Un clash franco-italien

Avant de monter à bord de l’Ocean Viking
(Photo AFP)

L’affaire de l’Ocean Viking, ce navire affrété pour aller au secours des migrants en détresse, offre un exemple vivant de ce que vont devenir les relations entre l’Italie et l’Union européenne. Le nouveau gouvernement italien, celui de la post-fasciste Giorgia Meloni, est bien obligé de se conformer à ses promesses électorales, de sorte que Mme Meloni n’a pas eu un mot pour les 234 migrants à bord et que, de guerre lasse, le gouvernement français a laissé le navire accoster à Toulon.
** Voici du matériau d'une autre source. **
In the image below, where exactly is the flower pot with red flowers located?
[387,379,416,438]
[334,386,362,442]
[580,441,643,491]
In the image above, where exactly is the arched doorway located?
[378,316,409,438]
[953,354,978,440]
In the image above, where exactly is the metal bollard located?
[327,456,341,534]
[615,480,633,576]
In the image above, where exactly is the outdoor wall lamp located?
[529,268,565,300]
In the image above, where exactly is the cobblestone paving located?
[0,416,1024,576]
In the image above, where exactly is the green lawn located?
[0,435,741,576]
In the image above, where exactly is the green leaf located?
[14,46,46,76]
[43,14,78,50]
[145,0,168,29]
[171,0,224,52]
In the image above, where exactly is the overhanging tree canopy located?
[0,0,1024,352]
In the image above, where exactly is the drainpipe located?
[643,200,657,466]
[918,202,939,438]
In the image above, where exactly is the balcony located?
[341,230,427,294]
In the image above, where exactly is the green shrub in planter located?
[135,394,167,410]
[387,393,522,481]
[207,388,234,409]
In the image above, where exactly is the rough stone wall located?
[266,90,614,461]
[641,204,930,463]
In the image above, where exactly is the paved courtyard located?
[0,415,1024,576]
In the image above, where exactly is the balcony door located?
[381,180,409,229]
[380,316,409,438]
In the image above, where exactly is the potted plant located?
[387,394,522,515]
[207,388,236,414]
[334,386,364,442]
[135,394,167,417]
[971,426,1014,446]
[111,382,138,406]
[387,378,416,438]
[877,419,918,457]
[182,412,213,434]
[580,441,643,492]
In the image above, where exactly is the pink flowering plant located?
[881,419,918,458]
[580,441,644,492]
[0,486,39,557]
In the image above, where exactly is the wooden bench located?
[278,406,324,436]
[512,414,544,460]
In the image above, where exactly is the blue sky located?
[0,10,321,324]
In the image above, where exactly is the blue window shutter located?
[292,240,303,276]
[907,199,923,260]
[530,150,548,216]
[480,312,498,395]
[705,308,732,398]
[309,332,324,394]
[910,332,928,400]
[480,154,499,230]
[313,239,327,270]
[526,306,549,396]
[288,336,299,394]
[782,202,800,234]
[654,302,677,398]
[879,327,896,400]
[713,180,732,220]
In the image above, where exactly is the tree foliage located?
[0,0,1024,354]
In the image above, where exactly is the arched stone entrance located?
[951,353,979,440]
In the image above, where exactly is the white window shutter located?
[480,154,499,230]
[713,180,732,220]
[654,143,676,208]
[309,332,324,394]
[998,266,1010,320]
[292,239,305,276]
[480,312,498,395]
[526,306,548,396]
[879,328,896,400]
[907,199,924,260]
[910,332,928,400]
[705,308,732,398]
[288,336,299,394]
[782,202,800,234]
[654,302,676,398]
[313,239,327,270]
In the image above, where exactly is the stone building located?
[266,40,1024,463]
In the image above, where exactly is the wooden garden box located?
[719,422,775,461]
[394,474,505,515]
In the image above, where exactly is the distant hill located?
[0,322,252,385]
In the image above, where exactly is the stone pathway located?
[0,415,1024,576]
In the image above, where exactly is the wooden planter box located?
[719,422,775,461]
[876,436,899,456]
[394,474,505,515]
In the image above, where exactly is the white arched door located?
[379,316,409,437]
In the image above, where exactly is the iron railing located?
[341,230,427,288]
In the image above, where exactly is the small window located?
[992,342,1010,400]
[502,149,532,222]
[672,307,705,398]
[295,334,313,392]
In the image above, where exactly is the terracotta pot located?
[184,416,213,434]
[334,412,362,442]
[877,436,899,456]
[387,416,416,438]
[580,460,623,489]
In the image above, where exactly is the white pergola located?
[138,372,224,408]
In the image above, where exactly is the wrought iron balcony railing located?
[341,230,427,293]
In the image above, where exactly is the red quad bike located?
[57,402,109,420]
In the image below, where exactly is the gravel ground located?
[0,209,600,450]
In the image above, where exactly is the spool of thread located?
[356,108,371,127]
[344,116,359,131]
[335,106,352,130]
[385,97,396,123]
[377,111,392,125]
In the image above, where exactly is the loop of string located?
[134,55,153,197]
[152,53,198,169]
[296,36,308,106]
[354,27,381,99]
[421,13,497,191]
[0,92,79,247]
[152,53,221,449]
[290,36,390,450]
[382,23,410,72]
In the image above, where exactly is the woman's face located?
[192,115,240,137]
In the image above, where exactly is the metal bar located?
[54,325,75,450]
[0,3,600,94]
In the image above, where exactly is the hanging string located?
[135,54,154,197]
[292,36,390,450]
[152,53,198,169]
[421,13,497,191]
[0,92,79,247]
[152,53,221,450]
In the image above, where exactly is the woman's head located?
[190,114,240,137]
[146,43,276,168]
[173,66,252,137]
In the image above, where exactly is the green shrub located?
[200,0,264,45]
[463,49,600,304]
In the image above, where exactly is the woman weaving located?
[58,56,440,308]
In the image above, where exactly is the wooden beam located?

IL LE FAIT « à titre exceptionnel et pour des raisons humanitaires », mais personne n’est dupe. Tout le monde sait que ces incidents liés à l’émigration se répètent tous les jours. L’Europe a ainsi eu un échantillon de la politique italienne quand elle est aux mains de l’extrême-droite, ce qui pose le problème de sa place au sein de l’UE. C’est d’ailleurs la première fois que le ministre de l’Intérieur, Gérald Darmanin, cède devant plus revêche que lui.  Mais c’est pour la bonne cause.

Un vieux sujet.

On comprend en tout cas que l’immigration est considérée comme une affaire très sérieuse par les nouvelles autorités italiennes. Il est donc impératif que les pays européens renégocient les règles régissant l’immigration. L’incident n’est qu’emblématique. Il s’agit de 234 migrants qui, au demeurant, vont être répartis dans plusieurs pays européens. Mais le durcissement des autorités italiennes pose un sérieux problème pour les épisodes à venir.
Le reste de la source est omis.